夏にオススメ 冷たいワインに合うチーズ

チーズと言えば秋冬に赤ワインと一緒に楽しむものと思いがちだが、きりっと冷やした白ワインやスパークリングワインと合う、夏向けも意外に多い。アミノ酸やカルシウム、ビタミン豊富なチーズを食事などに取り入れれば、夏バテ知らず。初心者が親しみやすく、これからがおいしい時期となる種類と簡単な料理などへのアレンジ、夏の上手な保存法を知っておこう。

まずフレッシュタイプで

▲約60種のチーズが並ぶ「チーズ・オン ザ テーブル本店」(東京都中央区)では盛り合わせの試食もできる=写真 井口和歌子

ワインの普及に伴って家庭でチーズを楽しむ人も増えた。熟成させないフレッシュタイプ、白カビやアオカビなど、百貨店や専門店、インターネット通販などで様々なタイプがそろう。「秋冬の印象が強いが、夏こそお薦めしたい物が多い」と話すのは、都内で専門店「チーズ・オン・ザ・テーブル」を展開する日本マイセラ(東京・中央)直営事業部の今藤亜記子さん。

スパークリングワインや白ワインに合うチーズの代表格は、クセのないフレッシュタイプの「モッツァレラ」。イタリア発祥とされ、トマトやバジル、オリーブオイルのサラダが有名だが、桃やキウイなど果物との相性もよい。
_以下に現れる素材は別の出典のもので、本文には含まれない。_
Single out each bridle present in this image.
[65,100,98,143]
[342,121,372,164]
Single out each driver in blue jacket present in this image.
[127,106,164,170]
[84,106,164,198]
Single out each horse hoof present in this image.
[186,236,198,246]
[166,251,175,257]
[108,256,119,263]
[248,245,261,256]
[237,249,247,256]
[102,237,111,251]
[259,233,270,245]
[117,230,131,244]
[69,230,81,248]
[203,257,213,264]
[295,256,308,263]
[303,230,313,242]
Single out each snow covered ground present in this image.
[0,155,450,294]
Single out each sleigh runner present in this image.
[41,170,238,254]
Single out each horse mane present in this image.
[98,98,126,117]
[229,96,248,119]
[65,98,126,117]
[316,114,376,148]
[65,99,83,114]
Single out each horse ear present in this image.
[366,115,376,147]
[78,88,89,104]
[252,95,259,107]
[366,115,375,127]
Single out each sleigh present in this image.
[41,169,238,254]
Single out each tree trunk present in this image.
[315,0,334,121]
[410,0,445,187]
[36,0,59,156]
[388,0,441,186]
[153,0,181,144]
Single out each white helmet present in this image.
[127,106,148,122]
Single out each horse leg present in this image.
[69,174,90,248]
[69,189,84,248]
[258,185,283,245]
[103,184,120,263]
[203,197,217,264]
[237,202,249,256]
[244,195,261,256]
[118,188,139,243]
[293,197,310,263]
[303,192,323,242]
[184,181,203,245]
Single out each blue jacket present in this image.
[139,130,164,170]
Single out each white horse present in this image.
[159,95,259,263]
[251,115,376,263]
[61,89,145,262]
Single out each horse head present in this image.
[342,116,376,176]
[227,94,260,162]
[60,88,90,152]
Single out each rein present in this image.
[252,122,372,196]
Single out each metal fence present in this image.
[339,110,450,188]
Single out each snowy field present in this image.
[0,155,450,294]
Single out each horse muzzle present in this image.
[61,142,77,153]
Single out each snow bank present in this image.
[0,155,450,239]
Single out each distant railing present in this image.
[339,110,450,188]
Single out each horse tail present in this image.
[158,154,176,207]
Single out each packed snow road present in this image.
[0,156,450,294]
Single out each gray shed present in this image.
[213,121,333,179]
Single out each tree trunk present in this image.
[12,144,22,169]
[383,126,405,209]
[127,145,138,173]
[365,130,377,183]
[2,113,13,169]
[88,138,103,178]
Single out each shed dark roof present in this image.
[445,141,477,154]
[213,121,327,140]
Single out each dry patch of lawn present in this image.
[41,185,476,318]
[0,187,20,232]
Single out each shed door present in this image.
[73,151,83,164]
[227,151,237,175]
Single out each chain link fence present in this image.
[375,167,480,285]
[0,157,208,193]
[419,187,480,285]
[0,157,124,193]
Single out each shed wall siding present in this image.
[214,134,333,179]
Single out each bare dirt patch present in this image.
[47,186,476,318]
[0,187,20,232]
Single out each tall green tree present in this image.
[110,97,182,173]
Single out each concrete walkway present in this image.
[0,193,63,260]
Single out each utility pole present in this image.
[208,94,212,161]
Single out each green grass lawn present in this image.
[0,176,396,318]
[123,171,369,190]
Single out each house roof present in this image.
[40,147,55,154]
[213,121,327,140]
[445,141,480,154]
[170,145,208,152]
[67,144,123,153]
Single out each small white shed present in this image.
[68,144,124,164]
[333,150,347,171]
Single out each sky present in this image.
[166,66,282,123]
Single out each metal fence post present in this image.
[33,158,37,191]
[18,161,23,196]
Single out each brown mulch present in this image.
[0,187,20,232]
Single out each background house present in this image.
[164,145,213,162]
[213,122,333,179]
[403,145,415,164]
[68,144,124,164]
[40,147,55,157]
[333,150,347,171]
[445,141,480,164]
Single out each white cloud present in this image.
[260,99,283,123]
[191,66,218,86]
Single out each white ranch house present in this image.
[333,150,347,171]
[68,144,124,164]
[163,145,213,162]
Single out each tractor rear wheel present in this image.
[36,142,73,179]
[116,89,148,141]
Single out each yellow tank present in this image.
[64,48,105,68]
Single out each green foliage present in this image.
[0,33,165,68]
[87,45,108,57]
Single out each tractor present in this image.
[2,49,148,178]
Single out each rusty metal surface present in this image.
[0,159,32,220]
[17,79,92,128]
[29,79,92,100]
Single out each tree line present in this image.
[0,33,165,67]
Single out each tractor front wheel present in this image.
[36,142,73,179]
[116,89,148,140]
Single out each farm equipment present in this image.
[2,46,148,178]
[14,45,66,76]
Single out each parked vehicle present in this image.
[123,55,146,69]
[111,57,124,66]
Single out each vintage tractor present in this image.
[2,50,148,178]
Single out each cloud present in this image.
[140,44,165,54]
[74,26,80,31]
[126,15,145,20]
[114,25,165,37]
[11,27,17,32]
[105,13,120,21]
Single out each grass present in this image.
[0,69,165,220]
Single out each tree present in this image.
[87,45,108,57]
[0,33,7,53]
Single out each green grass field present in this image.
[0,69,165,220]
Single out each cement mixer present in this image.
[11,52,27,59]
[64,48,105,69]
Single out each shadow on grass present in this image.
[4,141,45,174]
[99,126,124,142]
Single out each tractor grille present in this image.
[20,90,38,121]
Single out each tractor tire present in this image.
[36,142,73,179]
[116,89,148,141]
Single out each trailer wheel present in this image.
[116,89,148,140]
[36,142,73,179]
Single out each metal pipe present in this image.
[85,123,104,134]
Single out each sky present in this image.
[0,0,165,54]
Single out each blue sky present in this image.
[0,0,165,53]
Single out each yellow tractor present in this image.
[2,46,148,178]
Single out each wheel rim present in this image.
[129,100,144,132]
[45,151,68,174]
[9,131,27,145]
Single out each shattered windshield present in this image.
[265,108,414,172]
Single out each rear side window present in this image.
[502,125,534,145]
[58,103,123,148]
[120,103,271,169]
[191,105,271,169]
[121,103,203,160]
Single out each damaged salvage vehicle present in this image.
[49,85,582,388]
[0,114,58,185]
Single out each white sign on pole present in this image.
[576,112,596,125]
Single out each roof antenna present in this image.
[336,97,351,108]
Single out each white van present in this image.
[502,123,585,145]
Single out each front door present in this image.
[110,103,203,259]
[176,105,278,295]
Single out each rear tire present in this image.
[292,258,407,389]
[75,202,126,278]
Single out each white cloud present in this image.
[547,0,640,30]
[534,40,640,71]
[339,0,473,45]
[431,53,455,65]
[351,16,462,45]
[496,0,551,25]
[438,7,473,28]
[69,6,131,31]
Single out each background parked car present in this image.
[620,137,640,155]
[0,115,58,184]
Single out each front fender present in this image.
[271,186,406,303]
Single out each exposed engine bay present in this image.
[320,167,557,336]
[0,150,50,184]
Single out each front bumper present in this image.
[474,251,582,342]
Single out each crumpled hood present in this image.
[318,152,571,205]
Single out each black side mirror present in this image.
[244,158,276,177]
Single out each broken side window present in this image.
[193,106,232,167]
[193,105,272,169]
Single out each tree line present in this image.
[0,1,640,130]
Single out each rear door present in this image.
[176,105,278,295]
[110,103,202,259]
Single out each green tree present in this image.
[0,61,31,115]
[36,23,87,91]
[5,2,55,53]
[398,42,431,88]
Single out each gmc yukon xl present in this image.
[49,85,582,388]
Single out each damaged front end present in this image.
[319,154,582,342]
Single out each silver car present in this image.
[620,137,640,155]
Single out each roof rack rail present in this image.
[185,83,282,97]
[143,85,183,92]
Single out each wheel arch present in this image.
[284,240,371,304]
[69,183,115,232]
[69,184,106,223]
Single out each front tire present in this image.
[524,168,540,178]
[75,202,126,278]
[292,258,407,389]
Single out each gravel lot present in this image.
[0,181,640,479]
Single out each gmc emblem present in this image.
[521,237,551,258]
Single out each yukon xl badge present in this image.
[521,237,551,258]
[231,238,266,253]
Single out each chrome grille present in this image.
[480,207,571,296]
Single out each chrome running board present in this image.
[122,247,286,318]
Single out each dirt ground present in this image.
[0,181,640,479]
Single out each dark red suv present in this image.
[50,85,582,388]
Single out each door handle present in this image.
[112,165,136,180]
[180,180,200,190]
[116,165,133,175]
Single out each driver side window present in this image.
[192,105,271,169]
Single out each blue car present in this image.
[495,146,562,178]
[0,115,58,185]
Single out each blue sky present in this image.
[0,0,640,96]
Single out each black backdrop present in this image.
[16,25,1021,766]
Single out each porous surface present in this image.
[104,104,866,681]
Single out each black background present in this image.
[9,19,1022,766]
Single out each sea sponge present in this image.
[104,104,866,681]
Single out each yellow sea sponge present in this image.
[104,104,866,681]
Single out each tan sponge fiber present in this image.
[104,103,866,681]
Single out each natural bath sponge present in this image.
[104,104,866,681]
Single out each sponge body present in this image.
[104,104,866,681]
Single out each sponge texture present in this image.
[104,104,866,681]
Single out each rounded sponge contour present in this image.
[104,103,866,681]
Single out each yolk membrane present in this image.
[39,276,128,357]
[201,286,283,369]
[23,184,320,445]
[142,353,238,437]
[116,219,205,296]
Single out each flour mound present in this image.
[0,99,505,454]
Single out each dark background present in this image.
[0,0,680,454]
フレッシュか白カビタイプに分類される「ブリア・サヴァラン」は生クリームを加えて作るため濃厚だが、爽やかな酸味もあってチーズケーキのような味わい。長く熟成させるハードチーズの一種「ミモレット」はカラスミを思わせる色で、甘みとコクが日本人好み。チーズに慣れない人でも、ハーブやスパイスを練り込んだ物だと食べやすい。

今が旬といえばヤギの乳を使った「シェーブル」。「初夏は春に出産したヤギの子育てシーズン。新鮮な草を食べて出す良質のミルクが材料で、この時期は格別の味わい」(今藤さん)

専門店ではどれを選べばいいか迷いがち。今藤さんは「見た目の印象と味が違う物が多い。好みに合わない物を買って、チーズ全般が苦手になる場合もある」と指摘。ウオッシュタイプはクセの強い物が多い。

試食してから買うのが基本だが、できない店舗の場合は、店の人に「ミルク味の強い物を」「匂いが苦手」など好みを伝えた上で薦めてもらう。プロの助言で好みが変わることもある。今藤さんが、「ヤギ乳製のシェーブルは苦手」と言う女性に、ジャムを合わせる食べ方を薦めたところ「匂いが気にならなくなり、大好きになった」という。

チーズとぴったりのワインを選びたい上級者は、原産地を合わせることを覚えておこう。例えばシェーブルチーズのサント・モールは、辛口のロワール地方トゥーレーヌのソーヴィニヨン・ブランと相性がよい。

また、「同じチーズでも、専用のスライサーで薄く切っただけで、味わいの印象は大きく変わる」と今藤さん。チーズと一緒に、専用の道具をそろえれば、気分も盛り上がる。

保管はラップし、野菜室

湿気の多いこの時期、チーズを楽しむ上で気になるのは保管方法。「チーズは乾燥を嫌う。匂いが移らないよう、プラスチックの保存容器にラップしたチーズを入れ、野菜室で保管するとよい」(今藤さん)。水気が出たら、その都度ペーパータオルで水気をとる。

チーズを冷蔵庫に再びしまう時、同じラップは使わず新しい物に取り換えると、雑菌の発生をかなり抑えられる。固く乾燥した場合は削って、カレーやみそ汁にいれるとコクが増す。

賞味期間内に食べきるためには、料理やデザートにアレンジするとよい。仏チーズ鑑評騎士の資格を持つ料理研究家、かのうかおりさんが薦めるのは、シェーブルをオーブンでとろけるほど焼いて、グリーンサラダを添えた一品。仏ではよく食べられるという。「シェーブルが苦手という人も一度試して」と話す。焼くと味がまろやかになり特有のクセが抑えられる。

クリーミーなブリア・サヴァランは、ハチミツと黒コショウをかけてチェリーを添えると大人っぽいデザートに。休日のブランチやホームパーティーでも喜ばれそうだ。